One of the greatest concerns that parents have is the wellbeing of their child, and more often than not, parents keep a close eye on details such as growth, development and welfare of their child very seriously. Many parents also have a concern about whether their child’s growth has reached its optimum stage or if it has reached its maximum growth potential.
According to Associate Professor Dr Muhammad Yazid Jalaludin, President of Malaysian Paediatric Association (MPA), many children who seem to be growing normally may end up shorter and lighter than expected by the time they reach adulthood.
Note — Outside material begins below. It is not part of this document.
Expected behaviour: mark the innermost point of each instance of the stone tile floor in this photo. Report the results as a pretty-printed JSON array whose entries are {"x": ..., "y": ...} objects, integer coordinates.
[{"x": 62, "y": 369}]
He explains: “Most Malaysian children are growing normally. However, the National Health & Morbidity Surveys have shown that some are not doing as well. The prevalence of stunting (low height-for-age) among children under five-years-old increased from 17% in 2006 to 20.7% in 2016. Underweight in the same age group also rose from 12.9% in 2006 to 13.7% in 2016.”
A/Prof Yazid adds: “While poverty-stricken children are particularly vulnerable, those from more affluent families can also be facing growth problems. This may be caused by a number of reasons that slowly impede the child’s growth over time. So, we need to detect and correct growth problems in all children to help them grow to their fullest potential.
“This is especially important in children in their first five years of life. 60% of a child’s growth potential is achieved in this age. When children have a healthy growth rate, they are more likely to have a healthy growth pattern as they continue growing”.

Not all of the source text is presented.